Second, companies should reassess and reevaluate the locations where they do business periodically so that they can accurately monitor and assess risk exposure. Companies may have expanded the locations from where they are sourcing materials for their manufacturing needs, and revisiting this risk profile is useful to identify and put in place programs to thwart potential bribery and corruption.
Finally, companies should ensure that their distributors and agents are following the company’s anti-bribery and corruption policies and procedures. That means, monitoring the distributors’ and agents’ activities to ensure compliance with these policies and procedures. As there is increased demand for limited resources, the potential risk of bribery and corruption increases exponentially, especially with distributors and agents.
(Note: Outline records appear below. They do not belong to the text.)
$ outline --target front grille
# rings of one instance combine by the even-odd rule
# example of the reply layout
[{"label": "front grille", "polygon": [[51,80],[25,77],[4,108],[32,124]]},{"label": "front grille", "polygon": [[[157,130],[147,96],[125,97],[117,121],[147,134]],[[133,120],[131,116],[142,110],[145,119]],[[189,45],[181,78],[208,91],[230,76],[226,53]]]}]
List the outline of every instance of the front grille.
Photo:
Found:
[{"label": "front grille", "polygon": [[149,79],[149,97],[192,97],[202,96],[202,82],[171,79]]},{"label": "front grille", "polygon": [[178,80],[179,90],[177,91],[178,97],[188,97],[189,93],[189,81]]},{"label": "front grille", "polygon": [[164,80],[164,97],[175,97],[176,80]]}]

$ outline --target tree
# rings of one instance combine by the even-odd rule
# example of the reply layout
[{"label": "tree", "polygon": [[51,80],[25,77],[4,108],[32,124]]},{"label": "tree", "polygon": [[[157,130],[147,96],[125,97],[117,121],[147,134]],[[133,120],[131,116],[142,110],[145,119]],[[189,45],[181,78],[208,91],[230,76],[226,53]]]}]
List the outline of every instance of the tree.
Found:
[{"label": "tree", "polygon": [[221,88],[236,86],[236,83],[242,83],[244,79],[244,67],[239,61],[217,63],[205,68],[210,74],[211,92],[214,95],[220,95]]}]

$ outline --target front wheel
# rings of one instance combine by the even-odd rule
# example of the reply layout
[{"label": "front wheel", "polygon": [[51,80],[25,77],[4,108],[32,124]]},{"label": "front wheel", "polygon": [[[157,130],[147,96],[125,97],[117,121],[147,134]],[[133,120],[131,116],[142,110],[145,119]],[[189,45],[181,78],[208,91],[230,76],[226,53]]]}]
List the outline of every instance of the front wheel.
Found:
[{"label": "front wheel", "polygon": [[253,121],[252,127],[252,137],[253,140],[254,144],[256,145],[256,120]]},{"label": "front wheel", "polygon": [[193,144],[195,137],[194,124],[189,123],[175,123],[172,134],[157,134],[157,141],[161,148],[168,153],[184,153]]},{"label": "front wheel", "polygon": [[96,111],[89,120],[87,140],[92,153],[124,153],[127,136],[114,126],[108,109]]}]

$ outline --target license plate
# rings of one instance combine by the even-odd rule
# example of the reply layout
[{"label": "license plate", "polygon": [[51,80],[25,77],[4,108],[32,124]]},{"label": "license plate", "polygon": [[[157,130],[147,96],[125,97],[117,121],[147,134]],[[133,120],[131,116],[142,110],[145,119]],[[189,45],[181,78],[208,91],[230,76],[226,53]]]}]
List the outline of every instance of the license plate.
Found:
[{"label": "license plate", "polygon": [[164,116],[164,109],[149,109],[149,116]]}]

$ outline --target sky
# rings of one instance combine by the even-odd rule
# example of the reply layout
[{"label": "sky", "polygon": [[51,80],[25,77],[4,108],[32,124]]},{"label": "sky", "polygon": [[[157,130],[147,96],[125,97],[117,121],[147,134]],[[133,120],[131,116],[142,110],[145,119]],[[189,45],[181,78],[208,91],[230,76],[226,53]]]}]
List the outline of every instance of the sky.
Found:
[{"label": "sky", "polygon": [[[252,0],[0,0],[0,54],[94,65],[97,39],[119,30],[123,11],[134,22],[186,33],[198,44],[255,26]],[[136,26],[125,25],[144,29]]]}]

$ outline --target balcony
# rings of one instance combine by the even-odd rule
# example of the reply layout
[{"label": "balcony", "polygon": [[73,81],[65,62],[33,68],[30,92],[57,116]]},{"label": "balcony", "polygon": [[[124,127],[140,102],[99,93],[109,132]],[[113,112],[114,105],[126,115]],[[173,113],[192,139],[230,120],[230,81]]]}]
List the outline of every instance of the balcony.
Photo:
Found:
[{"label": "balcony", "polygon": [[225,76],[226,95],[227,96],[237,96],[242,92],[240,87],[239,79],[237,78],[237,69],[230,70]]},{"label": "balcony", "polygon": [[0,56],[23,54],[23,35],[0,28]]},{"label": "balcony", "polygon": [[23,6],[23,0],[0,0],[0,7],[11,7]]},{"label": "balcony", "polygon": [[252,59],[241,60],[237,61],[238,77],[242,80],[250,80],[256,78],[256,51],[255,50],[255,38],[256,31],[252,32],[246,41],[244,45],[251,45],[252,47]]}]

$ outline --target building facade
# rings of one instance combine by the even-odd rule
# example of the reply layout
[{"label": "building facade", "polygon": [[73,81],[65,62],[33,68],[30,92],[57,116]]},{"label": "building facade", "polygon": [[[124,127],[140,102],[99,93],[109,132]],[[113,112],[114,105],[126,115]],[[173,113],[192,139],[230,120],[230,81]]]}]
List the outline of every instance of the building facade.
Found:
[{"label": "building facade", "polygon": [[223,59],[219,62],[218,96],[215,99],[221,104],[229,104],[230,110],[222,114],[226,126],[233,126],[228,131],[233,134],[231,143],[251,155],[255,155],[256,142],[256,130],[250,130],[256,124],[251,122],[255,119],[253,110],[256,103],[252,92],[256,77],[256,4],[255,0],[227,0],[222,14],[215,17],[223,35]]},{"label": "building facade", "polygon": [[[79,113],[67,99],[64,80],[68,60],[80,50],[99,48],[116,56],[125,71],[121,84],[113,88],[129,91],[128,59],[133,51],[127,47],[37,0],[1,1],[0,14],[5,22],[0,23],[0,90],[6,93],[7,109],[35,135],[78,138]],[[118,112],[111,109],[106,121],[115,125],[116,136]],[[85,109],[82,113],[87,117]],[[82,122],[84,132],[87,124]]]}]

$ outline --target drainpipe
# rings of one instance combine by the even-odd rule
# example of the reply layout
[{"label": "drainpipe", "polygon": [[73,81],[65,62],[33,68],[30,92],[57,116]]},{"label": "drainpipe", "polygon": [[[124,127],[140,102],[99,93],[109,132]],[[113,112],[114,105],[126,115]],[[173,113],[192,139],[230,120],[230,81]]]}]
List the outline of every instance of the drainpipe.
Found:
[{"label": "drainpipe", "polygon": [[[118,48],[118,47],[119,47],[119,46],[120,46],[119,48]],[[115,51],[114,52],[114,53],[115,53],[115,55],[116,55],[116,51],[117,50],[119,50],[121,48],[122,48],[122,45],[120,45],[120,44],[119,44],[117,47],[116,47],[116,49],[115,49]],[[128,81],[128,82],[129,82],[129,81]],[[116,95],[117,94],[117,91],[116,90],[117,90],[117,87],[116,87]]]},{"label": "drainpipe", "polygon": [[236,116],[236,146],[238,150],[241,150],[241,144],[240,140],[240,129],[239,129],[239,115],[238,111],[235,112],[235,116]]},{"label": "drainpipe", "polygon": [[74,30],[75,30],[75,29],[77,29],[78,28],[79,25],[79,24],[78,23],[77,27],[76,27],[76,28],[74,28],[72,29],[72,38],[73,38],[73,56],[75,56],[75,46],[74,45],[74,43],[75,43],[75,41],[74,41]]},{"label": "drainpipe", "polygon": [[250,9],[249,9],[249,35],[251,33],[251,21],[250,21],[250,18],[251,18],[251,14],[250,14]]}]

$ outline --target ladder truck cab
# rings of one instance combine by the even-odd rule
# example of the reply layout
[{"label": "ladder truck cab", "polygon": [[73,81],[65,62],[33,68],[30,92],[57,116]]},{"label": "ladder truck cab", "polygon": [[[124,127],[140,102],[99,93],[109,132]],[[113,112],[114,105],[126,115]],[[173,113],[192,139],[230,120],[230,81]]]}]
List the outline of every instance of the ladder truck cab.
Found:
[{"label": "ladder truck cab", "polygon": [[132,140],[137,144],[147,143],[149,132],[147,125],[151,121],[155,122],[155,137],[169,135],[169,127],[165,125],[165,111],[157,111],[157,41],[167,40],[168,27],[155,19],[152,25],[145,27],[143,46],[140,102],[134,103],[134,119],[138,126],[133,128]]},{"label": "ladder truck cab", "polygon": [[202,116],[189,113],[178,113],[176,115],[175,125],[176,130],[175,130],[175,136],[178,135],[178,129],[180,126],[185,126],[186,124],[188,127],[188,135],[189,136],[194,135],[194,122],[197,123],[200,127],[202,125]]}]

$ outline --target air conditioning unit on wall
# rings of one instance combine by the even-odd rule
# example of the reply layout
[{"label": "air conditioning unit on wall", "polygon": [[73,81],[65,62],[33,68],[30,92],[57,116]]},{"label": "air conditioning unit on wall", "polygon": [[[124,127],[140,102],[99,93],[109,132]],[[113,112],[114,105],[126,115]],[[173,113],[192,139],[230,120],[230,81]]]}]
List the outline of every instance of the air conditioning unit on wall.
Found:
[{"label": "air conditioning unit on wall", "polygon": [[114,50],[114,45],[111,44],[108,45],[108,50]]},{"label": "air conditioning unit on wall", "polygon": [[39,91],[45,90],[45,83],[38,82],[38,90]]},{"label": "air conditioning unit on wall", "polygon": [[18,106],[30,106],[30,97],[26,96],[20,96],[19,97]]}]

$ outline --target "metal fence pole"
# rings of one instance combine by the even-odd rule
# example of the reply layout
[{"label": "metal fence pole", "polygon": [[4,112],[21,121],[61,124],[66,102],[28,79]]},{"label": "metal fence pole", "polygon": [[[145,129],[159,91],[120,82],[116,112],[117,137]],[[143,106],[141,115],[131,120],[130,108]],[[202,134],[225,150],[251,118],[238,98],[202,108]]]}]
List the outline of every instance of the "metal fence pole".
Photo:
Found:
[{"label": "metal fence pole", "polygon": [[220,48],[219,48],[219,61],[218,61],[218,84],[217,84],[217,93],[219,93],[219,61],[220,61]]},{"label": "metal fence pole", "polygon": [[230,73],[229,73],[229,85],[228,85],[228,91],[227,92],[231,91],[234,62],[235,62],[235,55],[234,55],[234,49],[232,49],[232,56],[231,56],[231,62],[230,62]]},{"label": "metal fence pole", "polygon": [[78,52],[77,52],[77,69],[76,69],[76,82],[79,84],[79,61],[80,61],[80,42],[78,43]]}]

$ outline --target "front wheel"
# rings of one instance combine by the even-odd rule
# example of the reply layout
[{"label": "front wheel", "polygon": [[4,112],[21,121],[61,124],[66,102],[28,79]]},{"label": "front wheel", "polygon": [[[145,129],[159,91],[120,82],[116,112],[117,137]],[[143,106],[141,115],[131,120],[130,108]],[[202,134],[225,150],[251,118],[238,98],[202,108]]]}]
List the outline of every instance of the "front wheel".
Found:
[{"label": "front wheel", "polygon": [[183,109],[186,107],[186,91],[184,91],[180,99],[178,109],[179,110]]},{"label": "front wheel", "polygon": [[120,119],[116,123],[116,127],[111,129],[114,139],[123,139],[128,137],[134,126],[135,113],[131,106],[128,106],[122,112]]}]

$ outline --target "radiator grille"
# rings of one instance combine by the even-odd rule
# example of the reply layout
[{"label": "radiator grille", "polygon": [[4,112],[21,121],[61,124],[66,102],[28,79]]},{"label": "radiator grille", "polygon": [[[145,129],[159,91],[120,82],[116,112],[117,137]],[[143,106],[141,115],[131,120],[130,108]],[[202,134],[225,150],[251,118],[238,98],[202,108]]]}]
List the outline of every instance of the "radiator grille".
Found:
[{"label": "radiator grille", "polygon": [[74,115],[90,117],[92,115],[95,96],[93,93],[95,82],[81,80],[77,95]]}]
In short, as the federal government looks to take advantage of the return to “normal” following the pandemic, it will look to execute on the capital commitments made in the Infrastructure Investment and Job Act. With all of this spending, enforcement agencies will be scrutinizing how those funds are being used to ensure no one is misappropriating funds or using them to make illicit payments. Under this backdrop, we recommend you invest in your compliance efforts now and scrutinize internal operations to ensure you don’t run afoul of bribery and corruption issues.